The Greatest Trick The Supreme Court Ever Pulled Was Convincing The World Roe v. Wade Still Exists

Not long after the Fifth Circuit’s decision was handed down, RH Reality Check detailed some of these women’s stories. Suzy, a mother of three, discovered that her appointment had been canceled after she had already pushed back the procedure multiple times to raise enough money for it. At the beginning of November, Suzy was already 19 weeks pregnant and running out of options — particularly since another piece of Texas’ omnibus new anti-abortion law bans abortions later than 20 weeks. Mary, a survivor of sexual assault, planned to have an abortion because she “cannot bear the thought of her rapist’s child,” but was forced to delay the procedure after her appointment was canceled. And Elena, a mother of three who scheduled her abortion for the beginning of November because she needed to put part of her October 31 paycheck toward the cost of the procedure, had to search for another clinic.

For those women, and the hundreds of others like them, rescheduling these appointments is much easier said than done.
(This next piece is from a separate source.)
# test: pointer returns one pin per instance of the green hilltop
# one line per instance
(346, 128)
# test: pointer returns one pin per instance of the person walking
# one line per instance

Elena, for instance, lives in the Rio Grande Valley — a rural border community where the closest abortion clinics are now 150 miles away. As soon as Texas passed its new abortion restrictions over the summer, it was pretty clear that the women living in the Rio Grande would be stranded far away from their right to choose, a new reality that media outlets have been freely acknowledging for months.

“For the border region of the Rio Grande Valley, this means women will have little choice but to turn to dangerous alternatives to deal with an unwanted pregnancy,” Texas Public Radio reported in July, noting that they’ll likely opt to buy abortion-inducing drugs at black market pharmacies in Mexico. “The only option left for many women will be to go get those pills at a flea market. Some of them will end up in the ER,” Lucy Felix, a community educator with the National Latina Institute for Reproductive Health, told the New York Times. In August, the Texas Tribune reported an uptick in the number of women crossing the border for exactly this reason.

Amid the tattered remains of Roe v. Wade, these women are left behind. They’re living in the reality that Dellinger was referencing, the world in which affluent women may exercise their right to choose while impoverished women may not. It’s a world that Texas’ Republican officials were all too happy to embrace, and that they’re ready to keep fighting for in court. And it doesn’t look too different from 1972.